Poverty, rights, and the role of Oxfam
Yet preparedness, mitigation, and prevention programs on their own may not get to the heart of the matter.
"When you look at the aftermath of disasters, you quickly understand how poverty puts communities at risk." says Jacobo. He recalls a visit to Gujarat, India, after a powerful earthquake in 2001. Everywhere he went, he found that the homes of the lowest caste were flattened, while those of the highest caste barely appeared to need repairs. "Every community was a case study in the relationship between vulnerability and poverty."
Oxfam is reaching out to vulnerable communities and helping them address not only the disaster risks they face but also the poverty and discrimination that underlie those risks. Oxfam staff and partners are working to improve incomes with programs that include offering grants and loans to start up small businesses, giving job training to people who want to pursue new employment, and developing water sources to improve agricultural livelihoods.

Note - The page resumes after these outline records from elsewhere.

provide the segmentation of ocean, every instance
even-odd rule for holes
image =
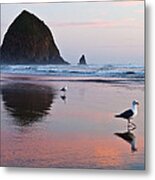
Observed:
[[[41,75],[53,77],[78,77],[97,79],[125,79],[144,82],[144,66],[132,64],[90,65],[1,65],[1,73]]]

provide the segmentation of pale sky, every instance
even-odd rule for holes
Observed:
[[[77,63],[144,64],[144,2],[74,2],[1,5],[1,44],[22,10],[51,29],[62,57]]]

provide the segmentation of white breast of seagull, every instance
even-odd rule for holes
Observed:
[[[133,111],[133,116],[132,116],[133,118],[138,114],[137,104],[132,105],[132,111]]]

The primary responsibility for reducing the risk of disaster, however, lies with governments, because they make the key decisions about each country?s priorities and course of development. Advocacy is therefore a key part of Oxfam's work on disaster risk reduction.
As Jacobo puts it, "People deserve a chance to raise their families in homes that are safe. It's their right, and part of our job is to help them fight for that right."

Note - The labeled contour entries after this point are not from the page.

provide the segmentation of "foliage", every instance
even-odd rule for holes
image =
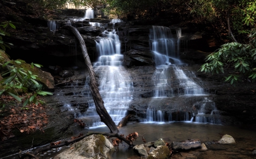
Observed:
[[[225,81],[235,84],[249,79],[256,80],[256,29],[249,35],[249,44],[230,42],[221,46],[217,52],[206,58],[207,63],[201,66],[201,71],[212,74],[228,71]]]
[[[256,24],[256,1],[253,0],[195,0],[188,4],[194,16],[209,22],[221,21],[226,25],[230,16],[237,35],[249,33]]]
[[[39,101],[36,96],[47,94],[52,95],[50,92],[42,91],[41,85],[36,81],[38,79],[38,75],[35,75],[28,68],[22,67],[25,63],[24,61],[20,59],[9,60],[6,59],[7,55],[5,50],[6,48],[9,48],[7,44],[12,45],[11,43],[5,43],[2,40],[2,36],[10,36],[6,32],[8,26],[13,29],[15,28],[11,22],[5,22],[0,25],[0,69],[1,76],[3,78],[0,79],[0,96],[7,94],[14,97],[17,101],[23,102],[23,109],[26,109],[26,106],[31,103],[38,104]],[[32,63],[30,65],[31,68],[34,67],[40,67],[40,65]],[[28,93],[28,91],[30,92]],[[24,97],[19,97],[19,93],[26,93]],[[1,103],[2,108],[5,108],[6,104]]]

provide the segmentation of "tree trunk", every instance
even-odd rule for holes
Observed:
[[[105,108],[104,104],[104,102],[100,94],[100,92],[95,79],[95,72],[92,66],[90,58],[88,56],[86,46],[85,46],[84,39],[76,28],[72,26],[65,26],[65,28],[71,30],[72,33],[74,33],[79,42],[84,55],[85,65],[89,71],[89,75],[90,79],[90,92],[92,93],[97,113],[100,115],[101,122],[104,122],[109,127],[112,133],[118,133],[118,129]]]
[[[231,36],[232,37],[233,39],[234,40],[234,41],[236,42],[237,42],[237,40],[236,39],[236,38],[234,37],[234,35],[232,33],[232,32],[231,31],[231,29],[230,29],[230,23],[229,23],[229,12],[228,12],[228,28],[229,29],[229,34],[230,35],[231,35]]]
[[[128,122],[128,120],[131,117],[131,114],[127,115],[125,117],[123,117],[122,120],[118,123],[117,124],[117,128],[120,128],[123,126],[125,126],[126,125],[127,122]]]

A lifelong search for solutions
Jacobo Ocharan grew up in the midst of an armed struggle. He is Basque, and his native region has been embroiled in conflict since the Spanish Civil War. Years of watching the consequences of violent action and reaction caused Jacobo to look outward for answers. "Some of us got interested in other conflicts," he says, "to open a window on our own."
He began his professional career as a journalist but took a detour in the early 1990s to volunteer in a program in Guatemala aimed at protecting civilians who were being targeted for violence. It was there that he first learned about Oxfam, and after returning to Europe and spending several years as a reporter and radio producer, he joined the agency's staff in Kigali, Rwanda, where he worked in camps for people displaced by the 1994 genocide. Rwanda, he says, was a nation in mourning. "In a country of eight million people, one million were dead. Not by accident or bomb but by machete. So people were not just mourning but were also suspecting and blaming their neighbors."
From there he went to Nairobi, Kenya, to help coordinate Oxfam's humanitarian work related to the conflict in southern Sudan, and in 1998 he returned to Barcelona to take charge of the rapidly expanding humanitarian program of Intermón, Oxfam's Spanish affiliate. His work since then has taken him around the world, to the sites of hurricanes, floods, earthquakes, drought, and conflict.
Jacobo's experience with humanitarian response has led him to an important conclusion: "Armed conflicts and natural hazards like hurricanes have something in common: most of their disastrous impacts are avoidable." It also led him to a decision to give disaster prevention his full attention.
A new direction for Jacobo Ocharan and Oxfam America
In October of 2006, Oxfam America welcomed Jacobo to Boston. Here he will lead efforts to improve and greatly expand Oxfam's disaster risk reduction work in the field.
"Helping communities reduce their vulnerability to disasters has always been a component of Oxfam's programs, but now we're moving that work to center stage," says Jacobo.
"Our goal is to help impoverished communities avert catastrophic losses at times of emergency. And never to lose sight of the role of poverty and discrimination as root causes of disaster."